Pepe no quiere atarse a cambios drásticos cada temporada. "Voy poniendo, quitando y evolucionando constantemente pero a nuestro aire. A la gente le gusta venir a probar lo nuevo y hay que cocinar en clave actual. Pero no soy de los que echan literatura porque no va conmigo. Como cocinero me aburre el debate sobre si debemos estar siempre en la cocina o si hay que tener una vajilla grandilocuente. El plato blanco es el ideal".
Manu, Pedro y Javi son la base de su equipo en cocina, que se mueve entre las 13 y las 18 personas, según la temporada. Con ellos da forma a las ideas. "Uso ponzu o kimchi pero no lo vas a notar. En el escabeche de perdiz hay salsa satay, porque después de probar otras cosas, vi que realza el sabor de la perdiz. Para la pringá del cocido usamos masa de fritura japonesa. Incorporo lo que creo que hace crecer mis platos. Hay que darse un paseo por otros sabores para poner al día las recetas".
Observa las tendencias con cierta prevención y una dosis de ironía. No tiene intención de plantar un huerto ni de sumarse al kilómetro cero. "Compro donde surge. El cerdo es una de las materias primas que más uso, pero también el producto de temporada. Ahora hay cigalas, quisquillas de Motril, colmenillas... Eso nos marca mucho a pesar de que la cocina manchega no era tan estacional".
Se ha enganchado al tenis hace dos años. Y con el mismo empeño autodidacta que en su cocina, ha ido perseverando hasta presumir de un revés que le hace burbujear de placer cuando obtiene resultado. A los 49 años ha logrado un reconocimiento con el que ni tan siquiera fantaseaba cuando comenzó a los 20 en el negocio familiar, sin vocación por elevar una cocina tan sencilla, humilde y tradicional como la castellana al pódium en el que vascos y catalanes eran los campeones. "Para mí hay un antes y un después de Ferrán", admite.
Allí, en 'El Bulli', hacía cursos cuando en agosto tenía vacaciones. Otros años se iba a trabajar con Berasategui o Jean Luc Figueras, un gran cocinero desaparecido demasiado pronto. Ahora, asegura que "por afinidad me encantan 'Disfrutar' y 'Miramar' de Paco Pérez".
Desde que la tele entró en su vida, no dan abasto. "Tenemos un público muy variado que trato de que puedan verse reflejados en alguno de los tres menús que ofrecemos. Yo hablo directamente con todo el mundo. Lo mismo cojo el teléfono a un cliente que quiere reservar que a un proveedor.
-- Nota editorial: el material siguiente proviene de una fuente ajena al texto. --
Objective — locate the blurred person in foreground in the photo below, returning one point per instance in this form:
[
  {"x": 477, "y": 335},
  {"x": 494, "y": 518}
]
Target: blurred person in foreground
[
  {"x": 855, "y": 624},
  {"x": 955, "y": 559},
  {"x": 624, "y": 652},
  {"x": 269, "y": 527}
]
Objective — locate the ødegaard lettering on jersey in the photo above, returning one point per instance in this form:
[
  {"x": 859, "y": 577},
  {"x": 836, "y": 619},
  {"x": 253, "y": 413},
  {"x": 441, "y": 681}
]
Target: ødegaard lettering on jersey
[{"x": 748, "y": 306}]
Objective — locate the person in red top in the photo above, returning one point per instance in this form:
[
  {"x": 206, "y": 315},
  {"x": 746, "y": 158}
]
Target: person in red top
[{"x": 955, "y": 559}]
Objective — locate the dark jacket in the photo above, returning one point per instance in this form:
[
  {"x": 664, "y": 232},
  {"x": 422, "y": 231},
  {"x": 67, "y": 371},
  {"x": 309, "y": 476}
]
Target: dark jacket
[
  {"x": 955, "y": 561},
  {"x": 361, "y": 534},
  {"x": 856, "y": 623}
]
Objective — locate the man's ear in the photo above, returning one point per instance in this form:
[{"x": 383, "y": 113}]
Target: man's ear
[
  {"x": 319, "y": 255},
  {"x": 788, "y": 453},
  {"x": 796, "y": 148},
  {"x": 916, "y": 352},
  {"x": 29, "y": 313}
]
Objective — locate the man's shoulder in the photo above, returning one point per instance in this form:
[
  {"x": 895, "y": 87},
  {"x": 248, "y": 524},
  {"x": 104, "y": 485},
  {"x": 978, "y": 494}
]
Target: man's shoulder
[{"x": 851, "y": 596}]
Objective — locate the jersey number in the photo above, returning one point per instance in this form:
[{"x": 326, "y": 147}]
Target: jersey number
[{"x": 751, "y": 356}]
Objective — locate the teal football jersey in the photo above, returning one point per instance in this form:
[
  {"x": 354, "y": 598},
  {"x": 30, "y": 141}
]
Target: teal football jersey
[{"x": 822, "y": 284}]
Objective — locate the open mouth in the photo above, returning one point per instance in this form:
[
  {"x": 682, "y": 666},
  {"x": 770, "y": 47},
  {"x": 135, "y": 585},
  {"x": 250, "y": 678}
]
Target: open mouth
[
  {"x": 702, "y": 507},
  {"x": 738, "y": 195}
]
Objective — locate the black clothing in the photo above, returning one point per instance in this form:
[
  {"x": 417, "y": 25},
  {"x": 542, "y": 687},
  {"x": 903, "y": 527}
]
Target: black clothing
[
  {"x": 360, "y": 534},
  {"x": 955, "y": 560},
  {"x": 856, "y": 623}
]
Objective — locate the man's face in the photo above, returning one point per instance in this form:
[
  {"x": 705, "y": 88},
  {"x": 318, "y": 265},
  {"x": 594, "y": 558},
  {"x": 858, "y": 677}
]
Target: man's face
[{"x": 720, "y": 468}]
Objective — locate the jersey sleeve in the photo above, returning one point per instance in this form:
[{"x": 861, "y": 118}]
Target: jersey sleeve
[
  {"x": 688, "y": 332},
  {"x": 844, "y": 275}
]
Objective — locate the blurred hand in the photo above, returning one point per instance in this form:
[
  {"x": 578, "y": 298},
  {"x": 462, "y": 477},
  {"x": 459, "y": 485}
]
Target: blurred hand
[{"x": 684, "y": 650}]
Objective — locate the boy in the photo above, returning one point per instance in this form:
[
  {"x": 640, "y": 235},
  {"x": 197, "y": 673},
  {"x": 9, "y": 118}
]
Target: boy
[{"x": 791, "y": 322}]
Y se extrañan de hablar conmigo", apunta para dar fe de que las cámaras no le han cambiado. Por lo pronto lo que más le importa ahora es irse a jugar un partido de tenis con su hijo de 11 años, al que le hincha de orgullo ver defenderse con la raqueta. "No veas la velocidad a la que aprende". En eso, ya se parece al padre.